Crispo - Excel Challenge 32 2024

excel-challenges
weekly-exercises
Easy Sunday Excel Challenge
Published

August 11, 2024

Illustration for Crispo - Excel Challenge 32 2024

Challenge Description

Easy Sunday Excel Challenge

⭐ ⭐Sort Cookies into 2 groups: with Duplicate Price & with Unique prices

Solutions

library(tidyverse)
library(readxl)

path = "files/Excel Challenge 11th August.xlsx"
input = read_excel(path, range = "B2:C14")
test  = read_excel(path, range = "E2:F9") 
dup_test =  pull(test, `Duplicate Price`) %>% sort()
uniq_test = pull(test, `Unique Price`) %>% sort()

result = input %>%
  mutate(unique = n(), .by = Price) %>%
  mutate(uniqueness = if_else(unique == 1, "Unique Price", "Duplicata Price")) %>%
  select(Cookies, uniqueness)

dup_result = filter(result, uniqueness == "Duplicata Price") %>% pull(Cookies) %>% sort()
uniq_result = filter(result, uniqueness == "Unique Price") %>% pull(Cookies) %>% sort()

identical(dup_test, dup_result) && identical(uniq_test, uniq_result)
#> [1] TRUE
  • Logic:

    • Reads the workbook range needed for the challenge

    • Builds the intermediate helper columns that drive the final answer

  • Strengths:

    • The R solution stays compact and mirrors the workbook logic closely.
  • Areas for Improvement:

    • The code assumes the workbook layout and named ranges remain stable.
  • Gem:

    • The best part of the solution is choosing a tidy intermediate shape before producing the final answer.
import pandas as pd

path = "files/Excel Challenge 11th August.xlsx"
input = pd.read_excel(path, usecols="B:C", skiprows=1)
test  = pd.read_excel(path, usecols="E:F", skiprows=1, nrows = 7)

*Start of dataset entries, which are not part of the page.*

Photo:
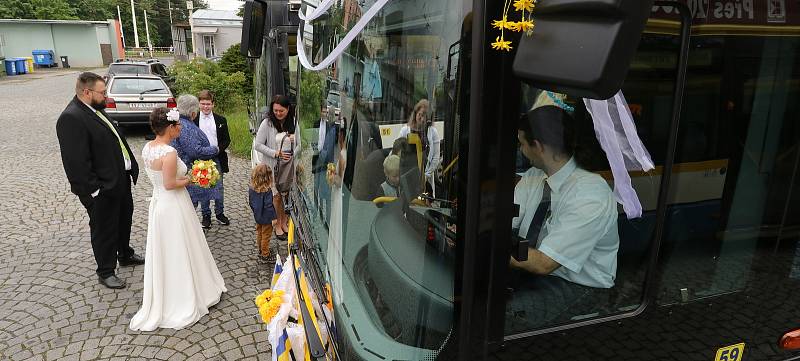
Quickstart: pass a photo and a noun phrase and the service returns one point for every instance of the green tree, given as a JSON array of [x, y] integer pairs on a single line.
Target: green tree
[[37, 9], [312, 85], [233, 61], [16, 9]]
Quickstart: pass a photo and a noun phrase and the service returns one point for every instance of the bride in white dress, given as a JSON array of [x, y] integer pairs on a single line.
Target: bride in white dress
[[181, 279]]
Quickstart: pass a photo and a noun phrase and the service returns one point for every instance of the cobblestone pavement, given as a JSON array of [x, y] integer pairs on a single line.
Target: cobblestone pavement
[[51, 305]]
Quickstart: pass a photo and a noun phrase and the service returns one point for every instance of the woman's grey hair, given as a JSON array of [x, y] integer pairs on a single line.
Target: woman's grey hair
[[188, 104]]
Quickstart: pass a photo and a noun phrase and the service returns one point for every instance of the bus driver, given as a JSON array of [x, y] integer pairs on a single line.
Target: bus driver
[[568, 215]]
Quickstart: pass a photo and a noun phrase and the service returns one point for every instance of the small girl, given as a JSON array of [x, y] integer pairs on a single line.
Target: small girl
[[261, 204]]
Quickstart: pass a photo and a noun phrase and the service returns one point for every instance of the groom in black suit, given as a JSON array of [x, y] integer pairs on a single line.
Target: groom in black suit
[[100, 167]]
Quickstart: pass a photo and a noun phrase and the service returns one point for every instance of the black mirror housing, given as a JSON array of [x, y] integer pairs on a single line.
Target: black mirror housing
[[581, 47], [253, 28]]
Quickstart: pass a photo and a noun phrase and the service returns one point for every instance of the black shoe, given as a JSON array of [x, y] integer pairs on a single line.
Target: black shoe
[[224, 220], [112, 282], [131, 260]]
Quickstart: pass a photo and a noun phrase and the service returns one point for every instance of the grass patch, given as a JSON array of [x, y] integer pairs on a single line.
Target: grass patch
[[239, 129]]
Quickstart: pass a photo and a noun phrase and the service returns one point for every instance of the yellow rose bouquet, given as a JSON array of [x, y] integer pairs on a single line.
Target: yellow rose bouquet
[[205, 173], [269, 302]]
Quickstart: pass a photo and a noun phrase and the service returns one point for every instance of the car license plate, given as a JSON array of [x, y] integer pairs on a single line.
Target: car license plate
[[143, 105]]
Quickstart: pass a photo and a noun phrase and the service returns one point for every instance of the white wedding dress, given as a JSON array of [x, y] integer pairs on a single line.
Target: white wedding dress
[[181, 279]]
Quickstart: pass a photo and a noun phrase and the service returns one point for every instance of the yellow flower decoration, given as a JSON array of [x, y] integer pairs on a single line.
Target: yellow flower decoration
[[269, 303], [524, 26], [501, 44], [523, 5], [501, 24]]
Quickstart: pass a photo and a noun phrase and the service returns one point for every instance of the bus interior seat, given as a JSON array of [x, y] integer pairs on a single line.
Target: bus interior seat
[[683, 223], [369, 175]]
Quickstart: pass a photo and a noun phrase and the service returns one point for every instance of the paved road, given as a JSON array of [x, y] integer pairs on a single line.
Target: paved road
[[51, 306]]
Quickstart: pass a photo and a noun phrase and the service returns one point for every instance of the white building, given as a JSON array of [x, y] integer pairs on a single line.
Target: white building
[[214, 31]]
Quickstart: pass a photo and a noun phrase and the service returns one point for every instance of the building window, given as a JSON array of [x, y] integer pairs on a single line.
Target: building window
[[208, 46]]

input['Count'] = input.groupby('Price')['Price'].transform('count')

dupes = input["Cookies"][input['Count'] > 1].reset_index(drop=True)
unique = input["Cookies"][input['Count'] == 1].reset_index(drop=True)

print(sorted(dupes) == sorted(test["Duplicate Price"]) and sorted(unique) == sorted(test["Unique Price"][0:5]))
  • Logic:

    • Reads the workbook range needed for the challenge

    • Aggregates or ranks values at the correct grouping level

  • Strengths:

    • The Python version keeps the same rule in a direct pandas-oriented workflow.
  • Areas for Improvement:

    • As with the R version, any workbook layout change would require small adjustments.
  • Gem:

    • The implementation stays close to the stated challenge instead of adding unnecessary complexity.

Difficulty Level

This task is easy to moderate:

  • The business rule is readable, but the workbook still needs a few careful transformation steps.